How can emerging technologies transform economies, organisations, and society itself? What is needed to steer this disruption towards a prosperous future? These questions were at the heart of an event organised by the Católica Centre for Thriving Futures (CCTF), which brought together researchers, business leaders, and specialists for a day focused on knowledge-sharing and dialogue.
Isabel Braga da Cruz, Pro-Rector of Universidade Católica Portuguesa, opened the event with remarks highlighting the importance of “purpose, responsibility, and interdisciplinarity” in discussions around AI and technology. She also emphasised the central role of the three schools that make up the CCTF: Católica Porto Business School, the Porto Faculty of Law, and the Faculty of Biotechnology. As Pro-Rector for Sustainability, she reaffirmed that this is a “cross-cutting commitment throughout the institution, shaping the way it teaches, conducts research, and engages with society.”
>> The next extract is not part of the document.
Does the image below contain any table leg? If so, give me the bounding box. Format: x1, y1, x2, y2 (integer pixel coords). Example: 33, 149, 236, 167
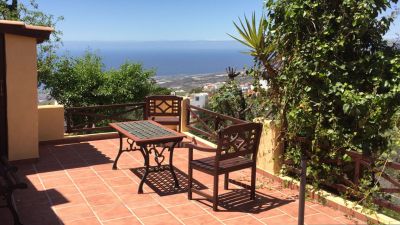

Wayne Visser, Director of the CCTF, introduced five stimulating thoughts that guided the conversations throughout the day, proposing paradigm shifts across five dimensions: future, innovation, technology, artificial intelligence, and impact.
- Our approach to the future must change - from something far away and distant to something much closer and more immediate.
- Our approach to innovation must change - from predicting and planning the future to rehearsing and adapting to it.
- Our approach to technology must change - from technologies of division and despair to technologies of inclusion and hope.
- Our approach to artificial intelligence must change - from AI that goes further and faster to AI that goes broader and wiser.
- Our approach to impact must change - from sustainability that does less harm to regeneration that actively promotes good.
The keynote session featured James Arbib, co-founder of RethinkX and author of Stellar. His presentation focused on the convergence of low-cost solar energy, batteries, autonomous electric transport, artificial intelligence, and emerging humanoid robotics. He argued that this convergence represents not a gradual transition, but a systemic disruption, where collapsing costs in energy, intelligence, and physical labour are driving a rapid and self-reinforcing reinvention of the economy and society.
European AI regulation and biotechnology applications
Pedro Freitas and Pedro Rodrigues, lecturers at the Porto Faculty of Law and the Faculty of Biotechnology, respectively, and members of the CCTF research team, presented ongoing research on two themes: artificial intelligence regulation in the European Union and AI applications in biotechnology and health sciences. The session explored both the emerging legal framework in Europe and concrete biomedical use cases.
Two panel discussions followed: “How AI is changing business” and “How AI is changing society”.
The first panel, moderated by Lyal White, from the Gordon Institute of Business Science, included Sara Mendes (Innovation Manager at Sogrape), Tokyo Tarek (Director of Applied AI at Mindera) and Felipe Ferreira (Head of Strategy, Data & AI at Worten Portugal). The discussion focused on which AI-based innovations are already having disruptive market impact, and which hold transformative potential but still require stronger investment or public policy support.
The second panel, moderated by Wayne Visser, brought together Pedro Santa Clara (founder of Shaken Not Stirred), Paulo Dimas (CEO of the Center for Responsible AI) and João Costa Ribeiro (Open Innovation Intelligence Lead at Galp). The debate explored whether the social, ethical, and environmental risks of AI are being adequately addressed, and what opportunities exist for AI to generate positive environmental, social, and governance impact.
What if leadership were less about reacting to the latest crisis and more about sensing what is emerging?
The afternoon was dedicated to a Strategic Dialogue on “What Does Leading from the Future Mean?”, led by Martin Calnan, UNESCO Chair for Futures Literacy (FAST) at École des Ponts Business School; Cam Danielson and Pamela Fuhrmann, co-founders at Conscious Leadership Institute and One Earth Leadership; and Professor Lyal White, Director of the Porter Institute Africa Hub, at Gordon Institute for Business Science. The session explored what it means to lead from the future - an approach focused not on responding to immediate crises, but on anticipating emerging developments and questioning the futures organisations are implicitly creating.
About the Católica Centre for Thriving Futures
The Católica Centre for Thriving Futures of Universidade Católica Portuguesa aims to improve the health of nature, society, and the economy through applied, interdisciplinary evidence-based research on trends and best practices in policy, technology, and finance that can contribute to a better future for Portugal and beyond. To fulfil this mission, the CCTF brings together the expertise of Católica Porto Business School, the Porto Faculty of Law, and the Faculty of Biotechnology, developing sustainability-oriented analysis in the fields of data science and artificial intelligence, bioeconomy innovation, and ESG finance and reporting.